On 22 July 2016, AN-32 aircraft belonging to 33 Squadron was tasked to carry men and material from Chennai to the Air Force station at Port Blair. The aircraft, an upgraded AN-32 took off from Tambaram Air Force Station in Chennai at 8.30 am, and was expected to land at Port Blair in the Andaman and Nicobar Islands at 11.30 am. Flying Officer Pankaj Nandal was one of the pilots of the aircraft. The aircraft had 29 people on board including six crew members besides the material load.
However, the aircraft lost contact with the ground radar when it was 151 nautical miles east of Chennai. The aircraft had taken a left turn with rapid loss of height from 23,000 feet. The disappearance of the Russian-made AN-32 twin engine turboprop transport aircraft kicked off India’s biggest search operation yet for a missing plane on the sea.

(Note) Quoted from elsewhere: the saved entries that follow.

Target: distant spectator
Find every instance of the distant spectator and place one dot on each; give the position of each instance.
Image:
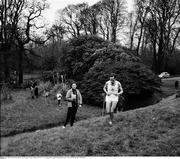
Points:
(59, 97)
(32, 91)
(176, 85)
(74, 100)
(36, 91)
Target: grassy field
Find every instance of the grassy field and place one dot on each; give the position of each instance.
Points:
(150, 131)
(24, 114)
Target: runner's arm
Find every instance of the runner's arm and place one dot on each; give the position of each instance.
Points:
(105, 87)
(120, 88)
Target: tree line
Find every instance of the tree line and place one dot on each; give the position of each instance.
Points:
(153, 25)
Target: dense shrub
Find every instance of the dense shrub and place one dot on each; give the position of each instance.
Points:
(135, 77)
(79, 57)
(89, 60)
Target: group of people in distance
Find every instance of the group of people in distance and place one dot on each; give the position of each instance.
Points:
(34, 90)
(113, 90)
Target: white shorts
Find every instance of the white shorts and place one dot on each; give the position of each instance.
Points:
(111, 98)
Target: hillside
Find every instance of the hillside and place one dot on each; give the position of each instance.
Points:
(150, 131)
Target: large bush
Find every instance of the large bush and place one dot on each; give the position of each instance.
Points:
(89, 60)
(79, 56)
(136, 78)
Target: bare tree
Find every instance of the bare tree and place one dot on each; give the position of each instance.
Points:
(116, 11)
(71, 18)
(89, 18)
(9, 15)
(163, 23)
(27, 22)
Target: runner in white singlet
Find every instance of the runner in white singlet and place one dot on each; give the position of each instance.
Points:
(112, 88)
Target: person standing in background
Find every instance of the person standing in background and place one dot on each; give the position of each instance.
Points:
(112, 88)
(74, 100)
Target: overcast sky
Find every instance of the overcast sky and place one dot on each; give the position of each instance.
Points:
(60, 4)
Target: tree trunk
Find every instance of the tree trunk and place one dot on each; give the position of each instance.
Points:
(20, 65)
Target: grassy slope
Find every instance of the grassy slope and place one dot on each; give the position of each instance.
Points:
(26, 114)
(153, 130)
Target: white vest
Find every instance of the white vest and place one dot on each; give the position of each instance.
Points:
(113, 88)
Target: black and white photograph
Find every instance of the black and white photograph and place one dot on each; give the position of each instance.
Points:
(90, 78)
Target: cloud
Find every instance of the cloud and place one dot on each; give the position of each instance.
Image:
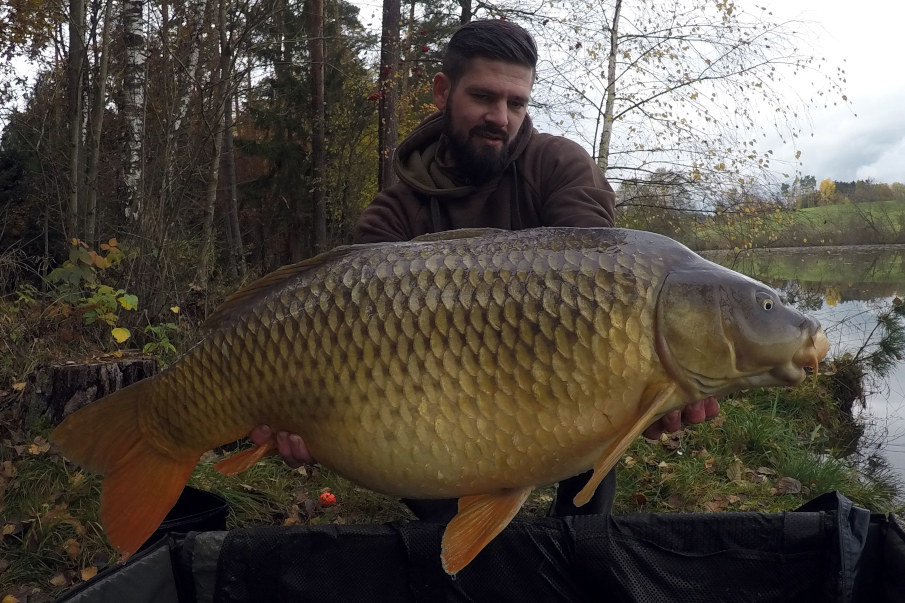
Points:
(849, 147)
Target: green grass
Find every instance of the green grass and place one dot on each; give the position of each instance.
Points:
(877, 222)
(768, 451)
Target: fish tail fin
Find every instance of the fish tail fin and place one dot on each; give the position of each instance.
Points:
(141, 482)
(480, 518)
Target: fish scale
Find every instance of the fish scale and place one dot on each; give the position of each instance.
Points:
(474, 364)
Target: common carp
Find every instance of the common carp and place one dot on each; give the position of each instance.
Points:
(475, 364)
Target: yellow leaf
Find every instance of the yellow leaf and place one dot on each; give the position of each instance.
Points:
(72, 548)
(120, 334)
(58, 580)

Despite massive search operation by the Navy, Indian Air Force, and Coast Guard the aircraft and the passengers on board could not be traced. Indian Navy and Coast Guard ships were deployed for scanning the surface of the sea as part of the search operations after the aircraft went off radar. Also, data from Indian satellites was scanned to locate the missing aircraft. The aircraft was not fitted with an underwater locator beacon, which made the search operations even more difficult.
Consequently in September, all the 29 people on board the AN-32 plane were declared “presumed dead”. Flying Officer Pankaj Nandal made the supreme sacrifice in the line of duty by laying down his life in the service of the nation.
Flying Officer Pankaj Nandal is survived by his father, Krishna Nandal mother, Usha Devi and younger brother, Vipul.